What the Debt Limit Deal Included

What the Debt Limit Deal Included

In the heat of the throwdown on Capitol Hill concerning the debt limit, we wrote about what a default would mean for small businesses. But as expected, the debit ceiling was lifted with several concessions. Today we’ll dive into the bi-partisan agreement that eased a lot of fears across the globe—including those of many small businesses.

The debt limit deal is a 99-page agreement that President Biden and speaker Kevin McCarthy came to just days before the United States defaulted on its financial obligations. To recap, the debt ceiling (or debt limit) “is a restriction on how much the federal government can borrow to pay its bills and allocate funds for future investments. When Congress appropriates or directs government money to be spent, the government is obligated to pay those funds, creating a bill it must pay” as explained by usafacts.org.
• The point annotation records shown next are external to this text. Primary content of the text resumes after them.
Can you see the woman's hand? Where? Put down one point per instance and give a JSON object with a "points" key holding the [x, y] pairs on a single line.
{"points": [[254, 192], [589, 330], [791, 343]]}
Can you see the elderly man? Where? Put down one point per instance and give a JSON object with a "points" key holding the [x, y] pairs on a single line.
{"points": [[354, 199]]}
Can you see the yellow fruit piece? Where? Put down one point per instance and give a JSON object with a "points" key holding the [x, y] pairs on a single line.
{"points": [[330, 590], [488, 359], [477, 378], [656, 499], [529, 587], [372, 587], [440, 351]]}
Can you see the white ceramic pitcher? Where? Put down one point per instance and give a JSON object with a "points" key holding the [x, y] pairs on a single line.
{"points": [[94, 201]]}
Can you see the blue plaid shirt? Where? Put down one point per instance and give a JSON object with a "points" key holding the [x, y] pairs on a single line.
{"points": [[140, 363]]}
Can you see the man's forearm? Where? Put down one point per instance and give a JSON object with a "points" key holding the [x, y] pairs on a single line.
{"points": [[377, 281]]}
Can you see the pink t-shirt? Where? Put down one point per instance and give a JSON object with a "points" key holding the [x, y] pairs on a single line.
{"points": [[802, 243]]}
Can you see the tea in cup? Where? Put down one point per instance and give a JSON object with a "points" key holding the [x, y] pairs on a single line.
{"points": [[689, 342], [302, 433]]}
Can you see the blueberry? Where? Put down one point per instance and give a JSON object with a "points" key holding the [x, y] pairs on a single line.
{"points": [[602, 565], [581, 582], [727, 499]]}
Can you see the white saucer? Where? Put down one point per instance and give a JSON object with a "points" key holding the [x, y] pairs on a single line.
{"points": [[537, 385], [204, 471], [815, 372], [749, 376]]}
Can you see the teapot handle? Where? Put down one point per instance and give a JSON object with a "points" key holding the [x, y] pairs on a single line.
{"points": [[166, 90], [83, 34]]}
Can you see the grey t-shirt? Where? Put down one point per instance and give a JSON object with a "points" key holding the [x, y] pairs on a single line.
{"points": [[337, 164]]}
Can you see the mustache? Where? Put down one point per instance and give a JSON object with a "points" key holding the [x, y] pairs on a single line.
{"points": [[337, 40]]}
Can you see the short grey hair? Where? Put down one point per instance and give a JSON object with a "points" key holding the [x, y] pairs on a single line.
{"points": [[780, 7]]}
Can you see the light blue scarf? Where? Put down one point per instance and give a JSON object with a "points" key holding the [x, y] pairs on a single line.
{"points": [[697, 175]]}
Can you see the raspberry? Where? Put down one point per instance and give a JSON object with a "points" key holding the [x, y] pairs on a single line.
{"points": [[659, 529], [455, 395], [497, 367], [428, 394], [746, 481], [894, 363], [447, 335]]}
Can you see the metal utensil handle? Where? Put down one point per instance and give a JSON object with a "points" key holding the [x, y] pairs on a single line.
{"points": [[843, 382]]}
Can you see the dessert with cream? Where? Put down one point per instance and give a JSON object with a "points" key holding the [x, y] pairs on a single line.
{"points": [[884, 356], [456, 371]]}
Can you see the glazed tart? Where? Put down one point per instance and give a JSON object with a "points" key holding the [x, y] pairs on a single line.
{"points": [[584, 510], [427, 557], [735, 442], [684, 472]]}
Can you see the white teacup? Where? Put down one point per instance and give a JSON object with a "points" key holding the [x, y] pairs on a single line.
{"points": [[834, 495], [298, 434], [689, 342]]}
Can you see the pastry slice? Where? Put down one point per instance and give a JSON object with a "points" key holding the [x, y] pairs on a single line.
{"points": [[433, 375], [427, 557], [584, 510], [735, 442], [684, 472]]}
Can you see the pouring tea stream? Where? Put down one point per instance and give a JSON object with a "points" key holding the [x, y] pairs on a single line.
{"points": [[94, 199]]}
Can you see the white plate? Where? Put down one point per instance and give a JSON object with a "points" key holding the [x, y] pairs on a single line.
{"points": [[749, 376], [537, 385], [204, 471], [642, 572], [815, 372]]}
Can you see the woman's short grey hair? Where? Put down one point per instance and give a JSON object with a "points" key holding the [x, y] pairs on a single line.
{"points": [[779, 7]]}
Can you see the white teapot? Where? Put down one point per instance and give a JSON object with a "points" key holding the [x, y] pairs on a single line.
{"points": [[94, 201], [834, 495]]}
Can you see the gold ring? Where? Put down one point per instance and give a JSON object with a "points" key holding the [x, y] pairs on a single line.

When the bill for the federal budget Congress passes each year comes due—which could be years after its original passage—the United States has an obligation to pay it. If it can’t, the U.S. risks default. This means that social security recipients, veterans, and more stop getting the funds they rely on to live. It spells doom for the country and our allies across the globe.

The debt-limit showdown happens on a regular basis, and the debit limit is usually lifted without argument. When we’re operating with a highly partisan congress, however, a debate can ensue—one that aims to curb spending (despite the fact that the bills we’re expected to pay are part of an agreement that was already reached by both houses of congress). This past debate brought about several concessions in order to raise the debt ceiling (which is currently set to $31.4 trillion) until January 1, 2025.

Included in the bill that lifted the debt limit were restrictions to spending over the next 2 years and policy updates that weren’t necessarily favored by the Democratic arm of congress: work requirements for those 55 and younger who receive benefits through the Supplemental Nutrition Assistance Program (SNAP) plus Temporary Assistance for Needy Families, with exceptions for veterans and homeless people,” and approval of the Mountain Valley Pipeline that “crosses 9 counties to bring natural gas to eastern markets” and is considered by Democrats to be harmful to the environment. There were also caps for the next 2 years on non-defense discretionary spending.

In the final hours of negotiations, the “Congressional Budget Office said the spending restrictions in the package would reduce deficits by $1.5 trillion over the decade, a top goal for the Republicans trying to curb the debt load” according to the Associated Press. With the passage of this deal, the Treasury is able to keep borrowing money to pay the bills our country has already incurred.

Overall neither political party was particularly thrilled with the outcome of the deal. But one thing we can be sure of is that it’s highly likely we’ll be back in this same spot come January 2025.